Our classmate, Pat Doyle, has died.
I didn’t receive the news from a call on my phone. Instead, I received it via status update, which scrolled across my screen like any other on my birthday as I thumbed through friends’ updates and birthday wishes. Wendy’s words were stuck somewhere between a meme about Mondays and a meteorologist’s mea culpa about his miscall on the latest winter storm.
I regretfully tell all of you that we lost a wonderful friend, Pat Doyle this last weekend.

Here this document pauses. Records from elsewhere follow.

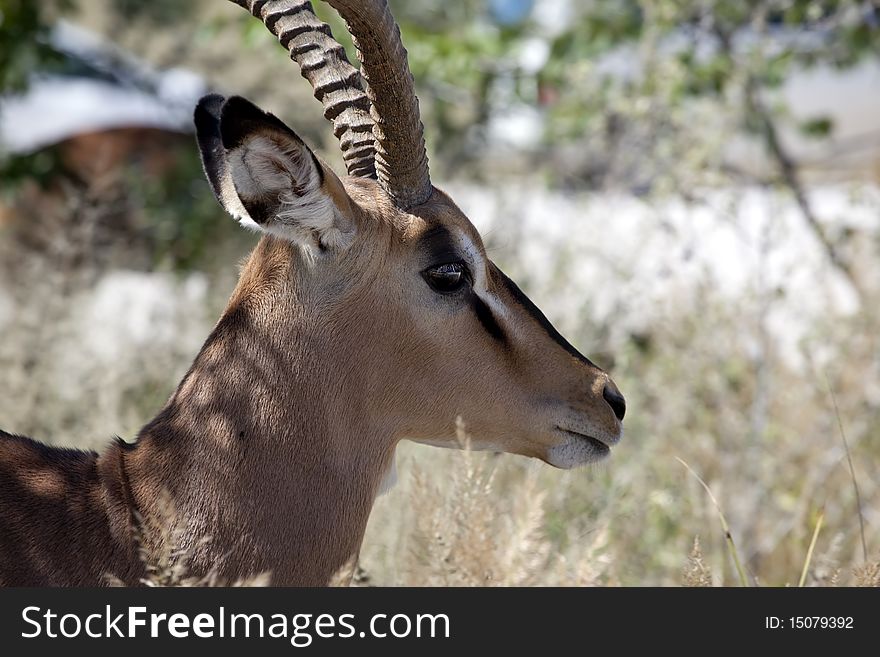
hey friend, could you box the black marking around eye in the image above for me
[494,266,598,368]
[419,224,460,265]
[419,224,506,343]
[473,295,506,343]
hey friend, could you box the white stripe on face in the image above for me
[450,229,511,323]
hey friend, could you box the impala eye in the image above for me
[423,262,468,294]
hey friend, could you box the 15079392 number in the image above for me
[790,617,853,629]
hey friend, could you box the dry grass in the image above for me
[683,537,713,587]
[852,560,880,587]
[105,494,271,588]
[1,184,878,587]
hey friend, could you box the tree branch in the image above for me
[744,82,863,302]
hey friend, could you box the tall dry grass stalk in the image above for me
[358,421,613,586]
[105,493,270,587]
[798,508,824,587]
[401,421,550,585]
[827,377,868,564]
[852,560,880,587]
[393,456,608,586]
[683,536,714,587]
[675,457,749,586]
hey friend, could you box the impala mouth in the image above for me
[545,426,615,469]
[555,427,613,455]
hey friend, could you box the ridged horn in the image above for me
[323,0,433,209]
[228,0,376,178]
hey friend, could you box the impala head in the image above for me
[197,0,625,469]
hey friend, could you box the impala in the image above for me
[0,0,625,586]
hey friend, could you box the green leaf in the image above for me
[799,116,834,139]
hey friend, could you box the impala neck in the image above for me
[119,237,395,585]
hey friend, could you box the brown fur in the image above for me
[0,159,623,586]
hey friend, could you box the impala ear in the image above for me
[195,94,355,252]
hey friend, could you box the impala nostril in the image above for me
[602,383,626,421]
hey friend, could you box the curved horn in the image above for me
[324,0,432,209]
[229,0,376,178]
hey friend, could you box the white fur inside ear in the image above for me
[216,164,261,231]
[227,134,352,251]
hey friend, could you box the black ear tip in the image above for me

I was immediately struck with the memory of the call I got in March 12 years ago. Phil was on the other end, shaken, trying to find the words to tell me that our younger friend, Donnon, had just passed away. It was the first experience for many of us in losing a classmate so early in our lives, which were forever changed by his death.
I read Wendy’s words as I had heard Phil’s: the reluctant bearer of bad news shared with a broken heart. It wasn’t hard for me to jump back another 25 years to 1989 when I had to make the phone calls to all of Dad’s friends after he had died. Nobody wants that job. Nobody.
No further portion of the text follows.